The website contains:

- the software and packages;
- the search engine interface (the same queries can be submitted with the RSiteSearch(‘query’) function within R);
- the on-line documentation both in HTML and in PDF format. The HTML version can be accessed with the help.start() function within R;
- the R Journal. The R Journal is the open access, refereed journal of the R project. It features short to medium length articles covering topics that might be of interest to users or developers of R;
- the interface to the mailing list;
- the wiki, suggested books and many others.

The on-line documentation includes the following manuals. These manuals have been written by the R Development Core Team itself and contain precious information.

*An Introduction to R*gives an introduction to the language and how to use R for doing statistical analysis and graphics.*Writing R Extensions covers*how to create your own packages, write R help files, and the foreign language (C, C++, Fortran, …) interfaces.*R Data Import/Export*describes the import and export facilities available either in R itself or via packages which are available from CRAN.*R Installation and Administration*.

Other manuals and tutorials provided by R users can be downloaded from the R-project website (cran.r-project.org/other-docs.html).

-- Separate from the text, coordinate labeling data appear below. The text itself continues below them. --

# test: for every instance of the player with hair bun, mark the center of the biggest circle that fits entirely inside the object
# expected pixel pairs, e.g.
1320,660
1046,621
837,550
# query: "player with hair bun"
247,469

Mailing lists is the most important tool to contact the R community. Mailing lists can be accessed from the R-project website (www.r-project.org/mail.html).

There are four general mailing lists devoted to R:

*R-announce*: This list is for major announcements about the development of R and the availability of new code.*R-packages*: This list is for announcements as well, usually on the availability of new or enhanced contributed packages (on CRAN, typically).*R-help*: The “main” R mailing list, for discussion about problems and solutions using R, announcements about the availability of new functionality for R and documentation of R, comparison and compatibility with S-plus, and for the posting of nice examples and benchmarks.*R-devel*: This list is intended for questions and discussion about code development in R.

### Other on-line resources

It is very difficult estimate how many sites about R are on-line. However, Google returns 224.000.000 sites searching “R stat blog”. Also if only the 0.1% of these sites talk about R, it means almost 220.000 sites about R.

R-bloggers (www.r-bloggers.com) is a blog aggregator of content collected from bloggers who write about R. R-bloggers contains R news and tutorials contributed by hundreds of R bloggers.

Other useful websites about R are:

- Quick-R (www.statmethods.net) is a useful on-line guide to R. It provides many examples and useful tips.
- R seek (rseek.org) uses Google to search in a selected list of websites about R.
- Graphiques avec R (zoonek2.free.fr/UNIX/48_R_2004/04.html) provides also a gallery of R-made graphics.

### Books

A partially annotated list of books that are related to S or R may be found in the R-project website (www.r-project.org/doc/bib/R-books.html).

The following book may be considered the milestone book about R: – William N. Venables and Brian D. Ripley. Modern Applied Statistics with S. Fourth Edition. Springer, New York, 2002. ISBN 0-387-95457-0.

Other suggested books are:

- Everitt and Hothorn (2009).
*A handbook of statistical analyses using R*. Chapman & Hall/CRC. - Chambers (2008).
*Software for Data Analysis*, Springer. - Chambers (1998).
*Programming with Data*, Springer. - Murrell (2005).
*R Graphics*, Chapman & Hall/CRC Press. - Dalgard (2002).
*Introductory Statistics with R*. Springer. - Kabakoff (2011).
*R in Action*. Manning. - Braun and Murdoch (2007).
*A First Course in Statistical Programming with R*. Cambridge University Press.

Springer is developing a series of books called *Use R!*.